Last edited by Ethatron; 13-Apr-2011 at 17:47.
Ethatron is offline   Reply With Quote
Old 13-Apr-2011, 17:46   #2
Ethatron
Member
 
Join Date: Jan 2010
Posts: 375
Default

Uhm, no comment? Maybe a "Hey that's how it is, no need to search for an error, where there is none." ...
Ethatron is offline   Reply With Quote
Old 14-Apr-2011, 00:08   #3
DarthShader
Member
 
Join Date: Jul 2010
Location: Land of Mu
Posts: 350
Default

Quote:
Originally Posted by Ethatron View Post
(sqrt(r5.w) == 0.0 ? (1 - 0.0) : 1)
If r5.w was 0, you'd have division by 0 in the first line.
Quote:
(-r3.x >= r3.x ? 1.0 : 0.0)
That's actualy checking if r3.x is less or equal to zero. Isn't that what your first example tries to do, ending up with always false?
DarthShader is offline   Reply With Quote
Old 14-Apr-2011, 11:48   #4
itsmydamnation
Member
 
Join Date: Apr 2007
Location: Australia
Posts: 645
Default

im guessing these are oblivion shaders . if i had any capability to help you in any way shape or form i would, but i cant, so i wont.
itsmydamnation is offline   Reply With Quote
Old 14-Apr-2011, 21:12   #5
MDolenc
Member
 
Join Date: May 2002
Location: Slovenia
Posts: 420
Default

I did some reverse reverse engineering just for fun.
DX June 2010 SDK always figures out that max(-a, a) should translate to abs(a).

rsq r1.w, r5.w
rcp r1.w, r1.w
add r2.w, -r1.w, c0.y
cmp r1.w, -r1.w, c0.y, r2.w
What this does (with r5.w in [0, 1] and c0.y = 1) is that it flips your [0, 1] interval around to [1, 0] so you can't really lose that add. The cmp then makes sure r5.w == 1 that 1 is returned.
Basically for x from [0, 1) you end up with f(x) = (1-sqrt(x)) and for x == 1 you use f(x) = 1.

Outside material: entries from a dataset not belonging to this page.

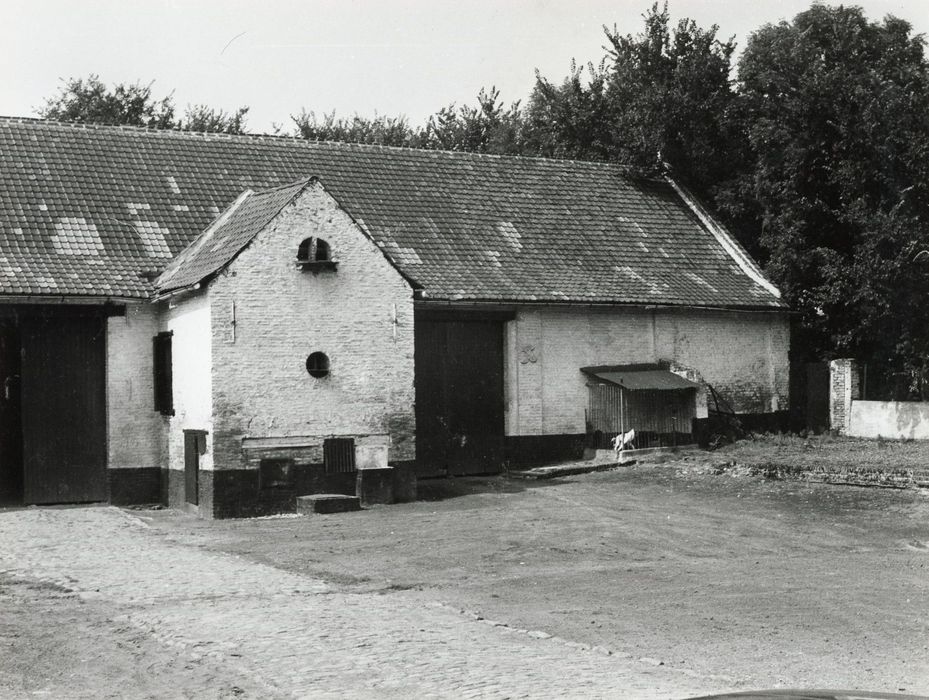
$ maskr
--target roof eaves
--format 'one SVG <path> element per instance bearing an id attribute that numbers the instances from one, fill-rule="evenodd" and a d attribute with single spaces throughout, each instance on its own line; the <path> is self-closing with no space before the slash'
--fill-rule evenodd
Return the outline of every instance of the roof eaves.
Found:
<path id="1" fill-rule="evenodd" d="M 242 203 L 252 196 L 254 192 L 252 190 L 245 190 L 242 194 L 236 197 L 236 200 L 226 207 L 225 211 L 222 214 L 213 219 L 206 231 L 197 236 L 194 241 L 188 245 L 184 250 L 175 256 L 174 260 L 168 266 L 164 272 L 162 272 L 154 281 L 154 288 L 157 294 L 162 292 L 170 292 L 174 289 L 180 289 L 183 287 L 189 287 L 192 285 L 181 285 L 180 287 L 170 287 L 168 286 L 171 279 L 184 268 L 184 262 L 189 260 L 192 257 L 195 257 L 196 254 L 206 245 L 213 235 L 220 229 L 222 226 L 230 219 L 230 217 L 236 212 L 236 210 L 242 206 Z M 197 280 L 197 283 L 202 280 Z"/>
<path id="2" fill-rule="evenodd" d="M 767 277 L 764 276 L 764 273 L 758 267 L 754 260 L 752 260 L 748 253 L 740 246 L 732 235 L 719 223 L 697 199 L 690 194 L 683 186 L 679 185 L 674 179 L 669 176 L 665 176 L 665 180 L 668 181 L 668 184 L 674 188 L 674 191 L 677 192 L 678 196 L 684 201 L 684 203 L 690 208 L 690 210 L 696 215 L 700 220 L 700 223 L 711 233 L 713 237 L 719 241 L 720 246 L 723 250 L 728 253 L 736 265 L 745 273 L 745 275 L 751 279 L 753 282 L 770 292 L 775 298 L 781 298 L 781 290 L 775 287 Z"/>
<path id="3" fill-rule="evenodd" d="M 355 217 L 355 215 L 352 214 L 352 213 L 348 210 L 348 208 L 345 207 L 345 205 L 343 205 L 342 202 L 339 201 L 339 198 L 338 198 L 338 197 L 336 197 L 332 192 L 330 192 L 329 190 L 327 190 L 327 189 L 326 189 L 325 183 L 323 183 L 323 181 L 322 181 L 320 178 L 314 177 L 314 178 L 312 178 L 312 180 L 313 180 L 314 182 L 319 183 L 319 186 L 323 189 L 323 191 L 324 191 L 326 194 L 328 194 L 330 197 L 332 197 L 333 201 L 335 201 L 335 203 L 336 203 L 336 205 L 339 207 L 339 209 L 341 209 L 342 211 L 344 211 L 344 212 L 348 215 L 348 218 L 351 219 L 351 220 L 352 220 L 352 223 L 355 224 L 355 226 L 358 227 L 358 230 L 361 231 L 362 235 L 364 235 L 368 240 L 371 241 L 371 243 L 374 245 L 374 247 L 377 248 L 377 249 L 381 252 L 381 255 L 383 255 L 384 258 L 387 260 L 387 262 L 390 263 L 390 266 L 393 267 L 393 268 L 397 271 L 397 273 L 398 273 L 403 279 L 406 280 L 407 284 L 409 284 L 410 287 L 411 287 L 414 291 L 423 289 L 423 285 L 422 285 L 420 282 L 418 282 L 418 281 L 416 280 L 415 277 L 413 277 L 412 275 L 410 275 L 409 273 L 407 273 L 406 270 L 404 270 L 403 267 L 401 267 L 400 264 L 399 264 L 396 260 L 394 260 L 393 257 L 392 257 L 391 255 L 389 255 L 389 254 L 387 253 L 387 251 L 385 251 L 385 250 L 380 246 L 380 244 L 377 242 L 377 239 L 376 239 L 376 238 L 374 237 L 374 235 L 368 230 L 368 227 L 365 225 L 365 223 L 364 223 L 363 220 L 361 220 L 361 219 Z"/>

(IN.texcoord_0.x <= 0.0 ? (1 - IN.texcoord_0.x) : (IN.texcoord_0.x + 1))
This one is a strange one though. You are right, this is just abs(IN.texcoord_0.x) + 1. Obviously developer told the compiler to do that. I find it really hard to belive that a compiler would figure out such an "optimisation" on it's own. But I don't know why it wouldn't take something like this out.
MDolenc is offline   Reply With Quote
Old 15-Apr-2011, 11:36   #6
Ethatron
Member
 
Join Date: Jan 2010
Posts: 375
Default

Thanks guys for the interest! I finally managed to get that I messed up the ternaries:

cmp r1.w, -r1.w, c0.y, r2.w

This is:

-r1.w >= 0 ? c0.y : r2.w

Somehow I misread the MS Shader Assembly Refrence (fuck you MS, your documentation is soooo bad, can't you just ffffuuu give readable equivalent expressions as AMD for x86 does?).

---------------

So

(IN.texcoord_0.x <= 0.0 ? (1 - IN.texcoord_0.x) : (IN.texcoord_0.x + 1))

turns

(IN.texcoord_0.x <= 0.0 ? (IN.texcoord_0.x + 1) : (1 - IN.texcoord_0.x))

which is

1- abs(IN.texcoord_0.x)

There are huuge amounts of colapsable abs-cases in the assembly, on one shader this reduction freed 5 arithmetic instructions (of 70).

---------------

And

(sqrt(r5.w) <= 0.0 ? (1 - sqrt(r5.w)) : 1)

turns

(sqrt(r5.w) <= 0.0 ? 1 : (1 - sqrt(r5.w)))

Makes total sense.

---------------

@itsmydamnation: Hehe, yap I got them all HLSLified now, 650 of them and they are really readable; I had to program a little asm->HLSL reconstructor which does op-reordering and contraction, as well as optimization.
Hope you like the awesome water as well. My next trick is going to add real-time shader editing into a side-window.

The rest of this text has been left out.